Customs modernization project delayed

jdean@govexec.com

The Customs Service indefinitely postponed the release of a request for proposals for its embattled Customs Modernization Project Thursday due to lack of funding. The project would upgrade computer systems at ports and offices around the nation.

Customs is in dire need of such an upgrade. Users of Customs' current system, the Automated Commercial System (ACS), experience frequent brownouts. These brownouts can delay trade at over 300 ports of entry operated by Customs.

Customs lawyers would not let the final RFP, set to be released this week, past an internal legal review. With no money appropriated for the project this year, issuing the RFP would have been a violation of the Anti-Deficiency Act. This act prevents agencies both from spending unavailable funds and obligating funds before appropriations are made by Congress.

"We can't legally issue the RFP until the funding issue gets resolved," said Michael Rebain, contracting officer for the Customs Modernization Project. "Now we've gone to the Treasury Department and are saying, 'We're ready to go.'" The Customs Modernization Project is expected to cost up to $2 billion and take from 10 to 15 years.

Customs officials tried to sidestep the modernization project's perennial lack of money by including innovative funding measures in the contract.

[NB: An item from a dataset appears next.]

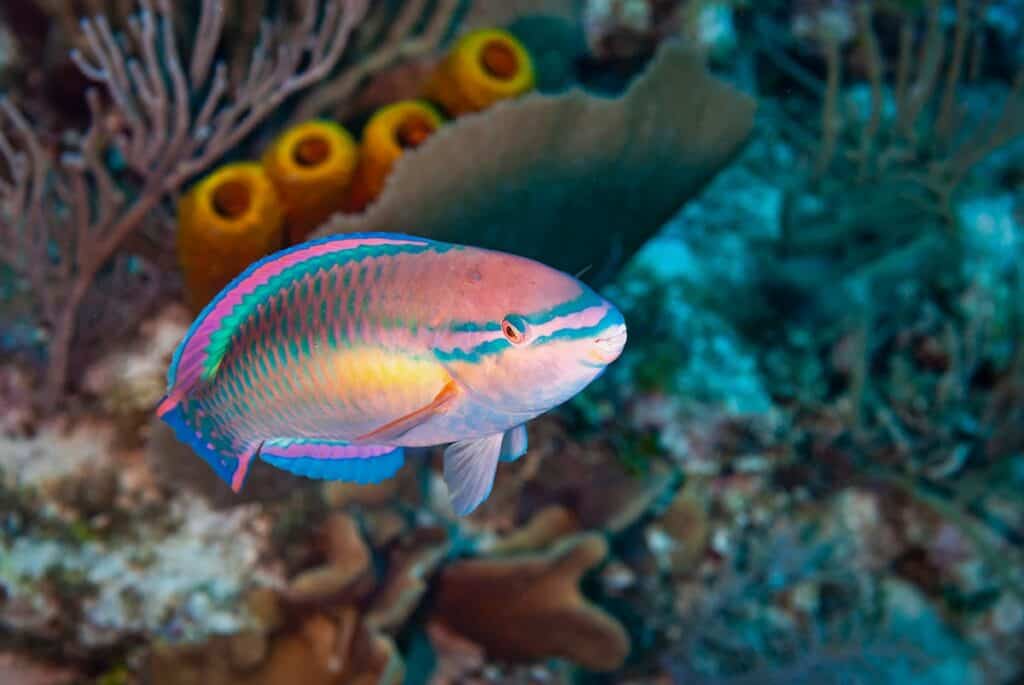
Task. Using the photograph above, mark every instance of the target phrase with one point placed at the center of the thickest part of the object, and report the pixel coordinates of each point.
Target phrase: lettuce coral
(529, 607)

The draft RFP, released mid-October 1999, asks bidding contractors to consider and suggest their own funding alternatives, including cost saving and cost sharing tactics, also know as the share-in-savings contracting approach. Any share-in-savings approach in the final contract award would be "an incentive in addition to other pricing in the contract," said Rebain.

"Modernization is going to have to happen," said Rebain. "We had to go ahead and prepare the RFP. If we didn't, we felt we'd never get in a position where Congress would fund the contract-it's kind of a chicken and egg question."

And while officials search for funding and enter yet another budget cycle, Customs is left with a system that strains to handle processing at current trade levels. The current system's brownouts are the direct result of a 16-year-old, mainframe-based system that has trouble growing to meet new information processing needs.

"We've experienced frequent brownouts when we've reached the physical capacity of the ACS," said Charles R. Armstrong, director of the Customs Modernization Office. "We expect that trade will double by 2005. This means the transaction level our systems must process will double."

Customs' contracting officials had hoped to release the RFP this week in order to award the final contract on June 1, 2000.